Les résidents locaux ont exprimé leur mécontentement face au manque de communication sur l’événement, ainsi qu’à la fermeture pendant plusieurs jours de l’un des plus grands parcs publics de la ville en raison d’une vague de chaleur qui a balayé l’Europe la semaine dernière.
En outre, l’événement est devenu l’occasion de manifestations antiaméricaines de la part de nombreuses organisations, qui ont eu lieu de l’autre côté du parc et dans les rues voisines, en dehors du périmètre de sécurité.
Greenpeace a déployé une immense banderole sur la Grand Place historique de la capitale belge. La banderole de 600 mètres carrés disait : “Guerre. Cupidité. Crise énergétique. Qu’y a-t-il à célébrer ?”
Condamnant l’utilisation de l’occasion pour “promouvoir le programme politique et commercial de Trump”, a écrit Greenpeace dans un communiqué. “La célébration à Bruxelles se déroule dans un contexte d’intensification de l’instabilité mondiale promue par la Maison Blanche”, ajoute le communiqué.
Financements privés et liens transatlantiques
D’autres groupes activistes, dont Extinction Rebellion, Indivisible Belgium et Rise for Climate, ont également dénoncé l’événement, protestant contre la privatisation du parc public.
“L’action menée par M. l’ambassadeur Bill White est une arnaque. Il s’agit de Freedom 250, une société privée créée par Donald Trump et JD Vance pour attirer l’argent des entreprises des États-Unis, de la Belgique et d’autres sociétés européennes”, a déclaré Christopher Hunter d’Indivisible Belgium Collective.
“Il a profité de l’anniversaire de l’Amérique et en a fait une nouvelle opportunité de gagner de l’argent”, a-t-il déclaré.
Interrogé sur les émeutes et les manifestations, White a admis qu’il ne connaissait pas les motivations spécifiques de la manifestation. “Je ne sais pas contre quoi ils protestent, mais j’aimerais le savoir”, a-t-il commenté, selon les médias belges.
Concernant le financement de l’événement, l’ambassadeur a révélé avoir récolté plus de 5 millions de dollars (4,3 millions d’euros) auprès de plus de 220 donateurs, avec des contributions d’entreprises et de particuliers américains et belges.
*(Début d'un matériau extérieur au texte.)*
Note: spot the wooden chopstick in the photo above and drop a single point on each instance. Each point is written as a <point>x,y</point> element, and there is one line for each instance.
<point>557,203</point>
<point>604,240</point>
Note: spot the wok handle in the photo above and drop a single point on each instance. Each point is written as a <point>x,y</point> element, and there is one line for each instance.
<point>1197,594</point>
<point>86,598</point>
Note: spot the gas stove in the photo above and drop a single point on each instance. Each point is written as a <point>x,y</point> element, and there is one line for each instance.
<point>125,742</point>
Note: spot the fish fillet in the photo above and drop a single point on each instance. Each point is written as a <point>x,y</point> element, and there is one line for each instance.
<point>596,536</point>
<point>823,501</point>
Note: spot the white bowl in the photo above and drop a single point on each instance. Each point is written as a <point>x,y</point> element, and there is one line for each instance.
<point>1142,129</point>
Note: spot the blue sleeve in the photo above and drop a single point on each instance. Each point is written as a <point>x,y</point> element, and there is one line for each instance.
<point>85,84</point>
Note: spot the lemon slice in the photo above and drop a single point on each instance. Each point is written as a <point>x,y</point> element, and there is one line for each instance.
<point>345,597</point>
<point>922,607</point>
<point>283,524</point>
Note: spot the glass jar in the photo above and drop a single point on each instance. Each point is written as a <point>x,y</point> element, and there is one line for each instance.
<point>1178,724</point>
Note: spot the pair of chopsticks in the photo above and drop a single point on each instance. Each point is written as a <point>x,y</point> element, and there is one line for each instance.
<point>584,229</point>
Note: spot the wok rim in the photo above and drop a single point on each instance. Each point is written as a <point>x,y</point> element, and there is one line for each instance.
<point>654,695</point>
Parmi les principaux sponsors figurent des multinationales américaines telles que Meta, Microsoft, Nike et McDonald’s, ainsi que des noms belges de premier plan tels que Leonidas, le port d’Anvers-Bruges, Sabena, Van Moer Logistics et Sibelco.
Lorsque les journalistes lui ont demandé si l’ampleur de l’événement était spécifiquement conçue pour aider à réparer les relations transatlantiques tendues, White a catégoriquement rejeté l’idée de profondes frictions, soulignant plutôt l’histoire commune des deux nations.
“Ignorons certains bruits médiatiques qui provoquent des disputes ou mettent en évidence plus de divisions qu’il n’en existe réellement”, a déclaré White. “Nous savons que nous entretenons une relation merveilleuse que nous devrions chérir et poursuivre.”